Considered a technical correction to the law, the Stars Act faces an uphill political battle, but that hasn’t stopped Western Growers from pursuing a fix for members extending back nearly three years. Dennis Nuxoll, vice president for federal government affairs in WGs’ Washington, D.C. office, said Western Growers has been “one of the organizations that has helped to frame and propel the legislation” over the past two Congresses.
As a result of our involvement with a multi-industry coalition, as well as with the Obama administration and congressional offices, legislation has been introduced in both the House and Senate that would put into statute language that defines what a seasonal worker is. Why is that important? According to Nuxoll, “Regulations can change from administration to administration, so it’s important to prevent future changes by making the regulation permanent.” He added, “Codifying the definition provides employers with some level of reliability when applying the language to their own operations.”
Genesis of the Legislation
A coalition of various industry groups, led by Western Growers, was concerned that there was no definition in statute or in regulations that defined seasonal employees and how they are to be treated under the law.

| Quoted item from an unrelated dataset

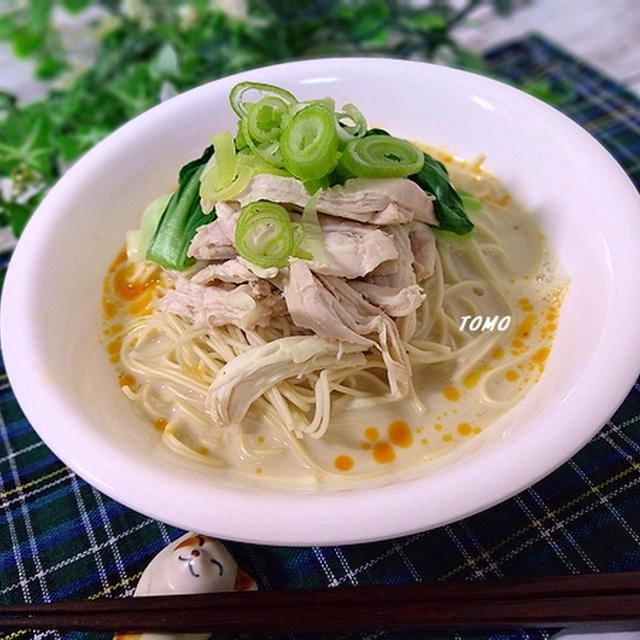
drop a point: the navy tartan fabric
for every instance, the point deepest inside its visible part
(60, 538)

Are seasonal workers considered full–time employees? Were they defined by the amount of hours they worked or by the amount of time they worked for an employer? If they were considered full-time employees, then they were entitled health care benefits under the ACA. But the bottom line is no one really knew.

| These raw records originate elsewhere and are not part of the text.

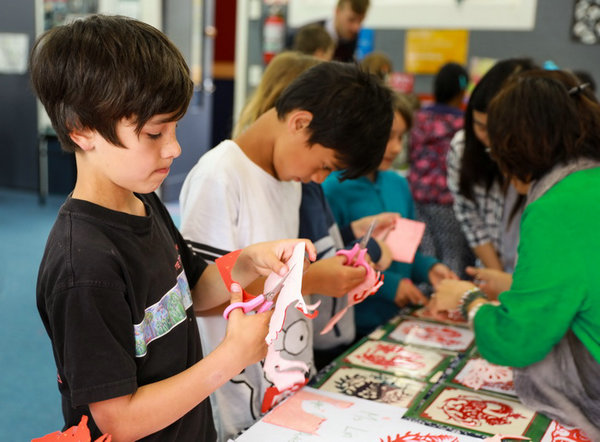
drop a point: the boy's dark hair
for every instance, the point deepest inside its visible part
(94, 72)
(586, 77)
(450, 81)
(358, 6)
(312, 38)
(477, 167)
(541, 119)
(352, 113)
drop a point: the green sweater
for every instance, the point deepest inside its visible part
(556, 283)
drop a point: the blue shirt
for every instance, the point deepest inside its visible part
(353, 199)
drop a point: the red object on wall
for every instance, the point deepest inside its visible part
(225, 13)
(273, 35)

The broad-based coalition that formed was an unusual alignment of industries consisting of a cross section of groups who employed large numbers of seasonal employees. Besides the specialty crop industry, the coalition included members from nurseries, greenhouses, and the recreational and tourism industries.
Originally, WG and the coalition pushed for a definition of seasonal worker to be someone who worked for an employer for seven months. The IRS countered and instituted regulations defining a seasonal worker as someone who worked for an employer for six months plus 1 day. This is the definition that the STARS Act is attempting to codify.
Jonathon Alexander, general counsel at Western Growers Assurance Trust said, “The STARS act will help employers avoid misclassification of their workforce so that they don’t run afoul of the large employer mandate penalty. It prevents future regulatory modification of the definition of seasonal employee; protecting employers from potential increased liability and expenses.“
The Political Rub
Unfortunately, the politics surrounding the ACA is quite volatile and although the STARS Act represents a simple technical fix, both Democrats and Republicans have reservations about passing legislation to address the issue. Republicans, many of whom would like to repeal the ACA entirely, are reticent to move legislation that addresses fixes for fear of legitimatizing a law to which they are philosophically opposed. Democrats, on the other hand, fear that any redress of the legislation points out flaws in the bill, opening it to further attack by Republicans. It remains to be seen how or if the House and or Senate will advance the legislation, but the most likely means will be by attaching it to other legislation that is being moved.
The Stars Act introduced in the House has 58 co-sponsors, several from the California delegation, including: Representatives Jim Costa, Doug LaMalfa, David Valadao and Devin Nunes, as well as Scott Tipton from Colorado and Mark Amodei from New Mexico. The companion bill in the Senate was introduced by Senator Kelly Ayotte (R-NH) and is awaiting further action by the Senate Finance Committee.